Now we're just going in circles, we already discussed this one.  It creates at least as much trouble as it solves.

One problem is that while this seems like an obvious syntactic trick when the patterns are as simple as they are today, what happens when you get to deconstruction patterns?

Another is that you're kind of pretending this is a special case of an OR pattern, in which case you'd write it:

    case Number n | null n: ...

but now we need binding merging (which we simplified away, to everyone's pleasure.)  If you want to do this as a type pattern, you could interpret it as

    case (Number | Null) n: ...

where `Null t` is a special type pattern that only matches null; this is consistent with the treatment of | in catch, which is also like a pattern.  But this all seems pretty ad-hoc, and doesn't really help where we need it most, which is nesting:

     Box<String> bs;
     switch (bs) {
         case Box(var x): ...
// or
         case Box(String s): ...
     }

If this doesn't match Box(null), this will be a much bigger source of mistakes than this current concern.  It is pretty clear that both of the above want to match "all boxes", and people will routinely forget to say "| null" (or, be annoyed they do have to) in these cases.

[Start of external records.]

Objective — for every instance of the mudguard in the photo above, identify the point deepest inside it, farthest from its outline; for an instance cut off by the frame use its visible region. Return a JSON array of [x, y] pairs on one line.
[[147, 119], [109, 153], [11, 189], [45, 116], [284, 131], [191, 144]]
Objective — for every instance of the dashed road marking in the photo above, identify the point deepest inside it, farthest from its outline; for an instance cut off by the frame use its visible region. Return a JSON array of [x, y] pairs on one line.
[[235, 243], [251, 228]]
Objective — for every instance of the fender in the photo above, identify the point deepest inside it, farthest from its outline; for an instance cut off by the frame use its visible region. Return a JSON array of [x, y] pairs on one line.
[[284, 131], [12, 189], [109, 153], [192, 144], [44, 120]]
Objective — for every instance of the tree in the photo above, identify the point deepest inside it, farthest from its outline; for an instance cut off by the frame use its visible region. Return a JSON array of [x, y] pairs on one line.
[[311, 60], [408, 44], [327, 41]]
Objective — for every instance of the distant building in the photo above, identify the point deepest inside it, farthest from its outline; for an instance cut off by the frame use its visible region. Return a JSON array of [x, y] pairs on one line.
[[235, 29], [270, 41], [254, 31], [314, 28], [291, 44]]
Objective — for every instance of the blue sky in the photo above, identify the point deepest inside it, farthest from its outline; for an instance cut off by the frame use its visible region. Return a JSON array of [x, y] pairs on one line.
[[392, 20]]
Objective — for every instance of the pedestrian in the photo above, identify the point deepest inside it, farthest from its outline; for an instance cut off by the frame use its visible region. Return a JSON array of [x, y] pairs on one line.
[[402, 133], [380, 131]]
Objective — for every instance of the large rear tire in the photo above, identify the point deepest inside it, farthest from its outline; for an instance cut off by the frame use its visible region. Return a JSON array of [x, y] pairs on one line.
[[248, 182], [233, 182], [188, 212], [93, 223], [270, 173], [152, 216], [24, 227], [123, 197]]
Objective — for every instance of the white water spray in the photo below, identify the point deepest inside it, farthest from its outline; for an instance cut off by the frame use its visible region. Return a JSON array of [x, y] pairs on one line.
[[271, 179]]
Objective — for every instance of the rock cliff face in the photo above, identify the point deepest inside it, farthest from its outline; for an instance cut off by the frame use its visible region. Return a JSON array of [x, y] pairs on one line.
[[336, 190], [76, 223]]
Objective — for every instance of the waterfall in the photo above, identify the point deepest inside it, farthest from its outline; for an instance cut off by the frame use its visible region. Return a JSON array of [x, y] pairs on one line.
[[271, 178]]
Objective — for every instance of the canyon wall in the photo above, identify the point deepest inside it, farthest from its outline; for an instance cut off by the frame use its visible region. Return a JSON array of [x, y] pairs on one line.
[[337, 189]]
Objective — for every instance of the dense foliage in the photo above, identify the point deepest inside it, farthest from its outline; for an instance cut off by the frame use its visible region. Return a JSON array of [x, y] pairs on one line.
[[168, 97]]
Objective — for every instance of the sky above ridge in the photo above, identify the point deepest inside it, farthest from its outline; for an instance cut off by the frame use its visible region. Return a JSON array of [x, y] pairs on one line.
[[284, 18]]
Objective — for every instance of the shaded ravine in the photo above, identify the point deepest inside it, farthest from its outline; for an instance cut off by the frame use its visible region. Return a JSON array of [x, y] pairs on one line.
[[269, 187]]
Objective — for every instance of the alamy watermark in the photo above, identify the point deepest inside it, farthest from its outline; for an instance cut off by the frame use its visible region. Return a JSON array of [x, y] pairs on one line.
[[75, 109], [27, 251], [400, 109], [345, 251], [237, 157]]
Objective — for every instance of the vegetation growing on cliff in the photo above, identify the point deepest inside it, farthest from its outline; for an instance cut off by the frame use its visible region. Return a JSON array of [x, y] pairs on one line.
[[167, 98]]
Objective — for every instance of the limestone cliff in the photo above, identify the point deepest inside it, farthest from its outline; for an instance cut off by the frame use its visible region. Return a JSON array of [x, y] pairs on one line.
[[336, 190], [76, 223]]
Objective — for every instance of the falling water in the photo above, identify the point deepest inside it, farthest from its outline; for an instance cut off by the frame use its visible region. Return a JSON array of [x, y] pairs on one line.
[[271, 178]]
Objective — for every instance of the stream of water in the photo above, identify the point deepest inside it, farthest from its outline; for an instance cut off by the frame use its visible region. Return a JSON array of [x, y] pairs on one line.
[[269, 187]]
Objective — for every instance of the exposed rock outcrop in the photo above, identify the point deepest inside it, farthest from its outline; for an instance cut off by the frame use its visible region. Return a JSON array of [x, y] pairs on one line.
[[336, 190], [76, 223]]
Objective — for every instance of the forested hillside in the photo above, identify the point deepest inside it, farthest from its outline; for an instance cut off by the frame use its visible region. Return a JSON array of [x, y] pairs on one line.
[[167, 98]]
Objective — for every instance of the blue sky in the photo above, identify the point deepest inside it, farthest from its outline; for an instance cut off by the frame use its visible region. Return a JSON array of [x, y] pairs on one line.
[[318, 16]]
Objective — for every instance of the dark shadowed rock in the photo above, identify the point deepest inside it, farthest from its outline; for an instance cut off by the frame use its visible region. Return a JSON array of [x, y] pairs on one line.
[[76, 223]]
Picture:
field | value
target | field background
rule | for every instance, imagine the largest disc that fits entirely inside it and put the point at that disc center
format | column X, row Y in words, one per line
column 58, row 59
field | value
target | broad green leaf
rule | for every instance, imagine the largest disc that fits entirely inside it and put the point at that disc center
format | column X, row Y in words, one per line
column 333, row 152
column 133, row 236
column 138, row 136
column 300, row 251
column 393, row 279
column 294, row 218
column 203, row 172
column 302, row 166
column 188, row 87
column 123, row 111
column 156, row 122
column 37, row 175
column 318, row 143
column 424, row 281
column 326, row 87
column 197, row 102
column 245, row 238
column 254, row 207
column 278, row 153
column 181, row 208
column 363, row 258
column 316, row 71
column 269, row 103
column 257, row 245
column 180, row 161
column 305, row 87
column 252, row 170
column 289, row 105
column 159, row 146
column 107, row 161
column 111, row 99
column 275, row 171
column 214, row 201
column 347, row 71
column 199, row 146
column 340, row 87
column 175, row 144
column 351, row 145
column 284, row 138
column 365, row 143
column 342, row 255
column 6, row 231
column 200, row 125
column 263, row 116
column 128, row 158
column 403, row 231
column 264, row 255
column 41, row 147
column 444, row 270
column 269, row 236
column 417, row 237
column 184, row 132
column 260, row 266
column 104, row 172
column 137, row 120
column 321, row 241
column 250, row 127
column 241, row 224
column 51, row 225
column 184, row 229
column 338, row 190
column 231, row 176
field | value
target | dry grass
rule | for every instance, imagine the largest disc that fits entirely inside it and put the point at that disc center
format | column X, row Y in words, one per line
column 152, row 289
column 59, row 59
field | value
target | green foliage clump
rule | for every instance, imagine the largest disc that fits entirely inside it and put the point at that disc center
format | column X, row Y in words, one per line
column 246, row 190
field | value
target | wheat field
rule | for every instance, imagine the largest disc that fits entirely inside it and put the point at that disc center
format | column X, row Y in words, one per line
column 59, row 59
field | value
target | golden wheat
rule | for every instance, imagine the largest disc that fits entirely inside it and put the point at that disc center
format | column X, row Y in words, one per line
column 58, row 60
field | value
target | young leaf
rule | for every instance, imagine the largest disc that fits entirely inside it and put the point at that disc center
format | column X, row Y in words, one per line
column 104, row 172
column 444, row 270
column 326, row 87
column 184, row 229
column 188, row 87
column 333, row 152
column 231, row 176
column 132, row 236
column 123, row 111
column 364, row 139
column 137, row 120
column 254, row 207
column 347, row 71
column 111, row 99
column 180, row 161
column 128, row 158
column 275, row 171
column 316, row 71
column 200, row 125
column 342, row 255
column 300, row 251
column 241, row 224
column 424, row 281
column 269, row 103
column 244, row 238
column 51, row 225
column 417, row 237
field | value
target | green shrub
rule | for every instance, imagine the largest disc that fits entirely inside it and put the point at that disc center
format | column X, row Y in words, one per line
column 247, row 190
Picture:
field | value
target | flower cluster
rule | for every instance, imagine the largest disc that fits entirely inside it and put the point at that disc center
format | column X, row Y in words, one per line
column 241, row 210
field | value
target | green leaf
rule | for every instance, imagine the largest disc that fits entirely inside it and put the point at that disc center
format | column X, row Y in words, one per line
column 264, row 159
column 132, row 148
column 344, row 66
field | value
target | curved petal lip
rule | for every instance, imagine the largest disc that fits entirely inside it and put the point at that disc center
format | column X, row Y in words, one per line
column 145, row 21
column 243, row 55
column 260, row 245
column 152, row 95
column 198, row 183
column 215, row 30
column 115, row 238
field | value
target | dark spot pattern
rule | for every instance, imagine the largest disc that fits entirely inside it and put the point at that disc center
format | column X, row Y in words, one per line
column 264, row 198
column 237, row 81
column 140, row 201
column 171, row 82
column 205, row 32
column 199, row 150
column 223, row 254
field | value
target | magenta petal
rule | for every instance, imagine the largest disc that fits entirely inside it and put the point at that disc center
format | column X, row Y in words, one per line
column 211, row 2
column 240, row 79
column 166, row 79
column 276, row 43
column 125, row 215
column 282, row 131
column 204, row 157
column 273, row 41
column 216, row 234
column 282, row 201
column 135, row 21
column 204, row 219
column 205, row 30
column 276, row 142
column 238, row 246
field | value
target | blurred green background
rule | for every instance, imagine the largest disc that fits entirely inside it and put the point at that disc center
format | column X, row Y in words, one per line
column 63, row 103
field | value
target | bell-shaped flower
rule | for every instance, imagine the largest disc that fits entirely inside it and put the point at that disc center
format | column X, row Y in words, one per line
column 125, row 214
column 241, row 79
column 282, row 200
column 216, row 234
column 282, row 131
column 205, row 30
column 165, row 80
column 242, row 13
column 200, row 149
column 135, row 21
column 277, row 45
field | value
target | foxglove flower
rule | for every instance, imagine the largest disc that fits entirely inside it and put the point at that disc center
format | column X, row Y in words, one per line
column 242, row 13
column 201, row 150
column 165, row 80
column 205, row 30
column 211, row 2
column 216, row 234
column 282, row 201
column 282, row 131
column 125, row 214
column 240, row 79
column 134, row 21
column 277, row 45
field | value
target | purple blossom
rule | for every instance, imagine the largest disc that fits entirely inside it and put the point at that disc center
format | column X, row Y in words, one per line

If we already had a `T?` type, there'd be a natural denotation of both nullable and non-nullable type patterns, and this would be less annoying, but we don't.

So there's a reason we didn't pick this one the first time around.


(Stepping back, I would remind you that we are in the classic trap of, after having considered the problem in entirety, trying to fix the things we don't like locally, without re-doing the global analysis, just becomes someone noticed one of the things we don't like for the first time?)


On 7/27/2020 5:05 PM, Remi Forax wrote:

Instead of having an idiom, we can use a restricted Java-ish syntax.
For me it's a lot like when you want a serializable lambda and you end up with an ad hoc java-ish syntax (Foo & Serializable) s -> ...

So i propose Number | null,
  switch (o.get1().get2()) {
    case Integer i -> ...
    case Number | null n -> …
  }

it's a restricted syntax too, it's either "type | null" and it's obviously explicit, it also makes the rule that say if a switch accept null or not more obvious because it's decouple from the notion of a total coverage, if a case accept null then the switch accept null.